One final point, anyone using the term "migrant" should get a kick in the nuts. These are in the vast majority Refugees fleeing a terrible warzone.

The USA did turn away coffin ships. But that is neither here nor there, I agree with the vast majority of your post.

But rather than scoring points against any party, and thus making it political, and politics is a major part of all of these problems in the first place, we should be petition all parties and giving them an incorruptible, unambiguous message that we want them ALL to work on our behalves to help those children.

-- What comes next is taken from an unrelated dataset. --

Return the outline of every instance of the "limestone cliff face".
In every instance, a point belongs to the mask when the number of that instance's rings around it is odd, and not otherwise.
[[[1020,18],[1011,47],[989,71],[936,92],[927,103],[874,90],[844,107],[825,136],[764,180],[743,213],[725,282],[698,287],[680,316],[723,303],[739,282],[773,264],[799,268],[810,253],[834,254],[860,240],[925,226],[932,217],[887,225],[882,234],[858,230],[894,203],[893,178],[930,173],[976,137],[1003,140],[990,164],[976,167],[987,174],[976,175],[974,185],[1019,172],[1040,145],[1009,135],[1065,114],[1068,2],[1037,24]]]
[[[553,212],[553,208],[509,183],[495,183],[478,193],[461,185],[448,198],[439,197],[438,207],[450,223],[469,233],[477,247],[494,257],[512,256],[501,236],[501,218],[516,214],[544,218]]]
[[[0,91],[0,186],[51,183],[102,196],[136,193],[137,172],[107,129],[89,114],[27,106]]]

Its not about being party political. The government of this country is Fine Gaels with a small smattering of Labour. It is them that we need to tell. You can tell the other parties as well, no issue with that, but that will get nothing done. We have already seen the FG inaction for Gaza so I expect more of the same. The point is our leader is a skivy for the real leaders in Europe as sad as that is. If he had an ounce of courage he would do what I said with our own ships and do what is right - simple as that.
Title: Re: That picture
Post by: AZOffaly on September 03, 2015, 04:27:11 PM
But isn't Angela Merkel calling for us to do more, so if he's not listening to her, then it's more than that.
Title: Re: That picture
Post by: mylestheslasher on September 03, 2015, 04:50:50 PM
Quote from: AZOffaly on September 03, 2015, 04:27:11 PM
But isn't Angela Merkel calling for us to do more, so if he's not listening to her, then it's more than that.

Maybe that is so. Whatever way you look at it our government can make a decision to do the right thing with or without German permission. Why don't they given our own history?
Title: Re: That picture
Post by: haveaharp on September 03, 2015, 04:51:13 PM
Probably naive but would a solution be to take them in on a 2 or 3 year visa. Let a coalition of the governments who caused this crisis go in and remove ISIS and Assad and set up a proper government in Syria, rather than this policy of containment. When the problem is solved they can go back to Syria. Simplistic but would possibly go some way to satisfy the Syrians as refugees and the Europeans that simply don't want any more immigration.
Title: Re: That picture
Post by: AZOffaly on September 03, 2015, 04:53:00 PM
Quote from: mylestheslasher on September 03, 2015, 04:50:50 PM
Quote from: AZOffaly on September 03, 2015, 04:27:11 PM
But isn't Angela Merkel calling for us to do more, so if he's not listening to her, then it's more than that.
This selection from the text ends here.